Il ragazzo sembrava un'altra persona, si ondeggiava tra i tavoli con un sorriso stampato in faccia, aveva una parlarina che neanche io avevo quel giorno, era straordinario come si comportava con la clientela.

"I genitori di Marco avevano un ristorante una volta, lui ha iniziato a lavorare lì." Camilla rispose alle mie domande silenziose, la guardai perplesso "Stamattina non era così." Alzai le spalle per giustificare il motivo per cui lo stavo fissando, lei segui il mio sguardo con un sorriso triste "Un anno fa ha avuto un incidente stradale è stato due mesi in coma, sai? Non ricordava più niente. Poi per caso un giorno l'ho incontrato in stazione qui a Milano... non si ricordava più neanche di me." Si asciugò una lacrima ribelle. "Scusami e che ci tengo troppo a quella testa calda." Prese uno dei tanti vassoi pieni sul bancone per svuotarlo. "Non ha recuperato?" Domandai curioso, mi incuriosiva quel ragazzo, aveva un so ché di misterioso.
"Mahmoud al tavolo cinque richiedono di te." Disse Marco appoggiando un vassoio pieno sul bancone, guardai chi mai c'era al tavolo. "Potresti dire che sono impegnato? Non ho voglia di averci a che fare." Borbottai infastidito, Camilla alzò lo sguardo facendo una smorfia. "Non potevano rimanere a Londra?" Chiese schifata e scuotendo la testa. "Oddio chi sono?" Momorò il ragazzo divertito dalle nostre facce "i nostri ex ragazzi." All'unisono io e Camilla parlammo con disgusto sotto lo sguardo stupido di Marco. "E quindi tocca andare a me?" Borbottò perplesso, guardando il tavolo in questione. "Tranquillo, prima o poi mi toccherà comunque parlarci." Dissi prendendo il taquino delle ordinazioni. Non potevo effettivamente evitarli.

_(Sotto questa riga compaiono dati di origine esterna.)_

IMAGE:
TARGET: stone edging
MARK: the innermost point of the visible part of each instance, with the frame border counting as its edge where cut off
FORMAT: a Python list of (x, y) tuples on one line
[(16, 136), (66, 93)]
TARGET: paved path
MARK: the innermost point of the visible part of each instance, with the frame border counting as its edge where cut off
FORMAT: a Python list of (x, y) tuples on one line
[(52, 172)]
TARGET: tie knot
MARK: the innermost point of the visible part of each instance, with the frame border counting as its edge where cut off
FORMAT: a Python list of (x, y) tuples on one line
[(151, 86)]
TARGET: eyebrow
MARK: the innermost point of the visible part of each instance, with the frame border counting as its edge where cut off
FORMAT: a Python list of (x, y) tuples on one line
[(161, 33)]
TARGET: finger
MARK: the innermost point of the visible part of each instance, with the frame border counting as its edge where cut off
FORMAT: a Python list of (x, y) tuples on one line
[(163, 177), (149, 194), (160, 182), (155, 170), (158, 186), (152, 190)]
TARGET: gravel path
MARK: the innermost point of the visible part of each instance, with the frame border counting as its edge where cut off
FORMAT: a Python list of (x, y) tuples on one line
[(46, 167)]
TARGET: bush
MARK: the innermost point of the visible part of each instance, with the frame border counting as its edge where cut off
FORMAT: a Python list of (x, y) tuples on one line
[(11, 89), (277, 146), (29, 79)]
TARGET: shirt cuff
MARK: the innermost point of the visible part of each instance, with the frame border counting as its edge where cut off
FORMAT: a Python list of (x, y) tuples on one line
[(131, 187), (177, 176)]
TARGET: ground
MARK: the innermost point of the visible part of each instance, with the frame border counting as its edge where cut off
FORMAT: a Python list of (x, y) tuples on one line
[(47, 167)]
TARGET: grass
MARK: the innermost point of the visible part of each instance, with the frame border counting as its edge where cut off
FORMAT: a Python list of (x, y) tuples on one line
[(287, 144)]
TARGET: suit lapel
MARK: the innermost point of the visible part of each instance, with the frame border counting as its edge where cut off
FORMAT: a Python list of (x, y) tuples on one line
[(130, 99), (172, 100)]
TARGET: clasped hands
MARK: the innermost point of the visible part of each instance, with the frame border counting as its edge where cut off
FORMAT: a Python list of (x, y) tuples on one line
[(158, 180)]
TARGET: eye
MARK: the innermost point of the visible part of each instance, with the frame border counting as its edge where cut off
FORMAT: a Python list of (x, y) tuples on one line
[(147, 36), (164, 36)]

"Buonasera ragazzi, cosa prendete?" Domandai senza neanche rivolgergli lo sguardo. "Ciao Ale..Come stai?" Domandò uno dei due. "Indaffarato Dario. Quindi se mi dici cosa prendi mi faresti un favorone." Borbottai infastidito, lui rise sono i baffi e sospirò. "Il nuovo esce con te o con Camilla?" Chiese curioso guardando verso il bancone dove in quel momento Marco stava riappoggiando un nuovo vassoio. "E a te cosa interessa?" Domandai acido. "Calma era una semplice domanda. Io prendo una Birra, tu Cri?" Cristian. Il mio ex ragazzo che mi aveva mollato per questo cretino che fingeva di essere tutto innamorato della mia migliore amica. "Una coca." Borbottò lui guardandomi con uno sguardo di chi non volesse assolutamente essere lì. "Arrivo subito." Dissi secco per poi andare a preparare le loro ordinazioni.

"Non mi sembra che sia andata bene con quei due." Borbottò Marco, aveva dato il cambio a Camilla. "Quel cretino pensa di essere sto cazzo." Dissi prendendo i bicchieri e le bottiglie dal frigo. Marco mi appoggiò una mano sul braccio e mi guardò con uno sguardo complice. "Vado io. Ti devo un favore, no?" Disse prendendo il vassoio e andando al tavolo. Che favore gli avevo fatto?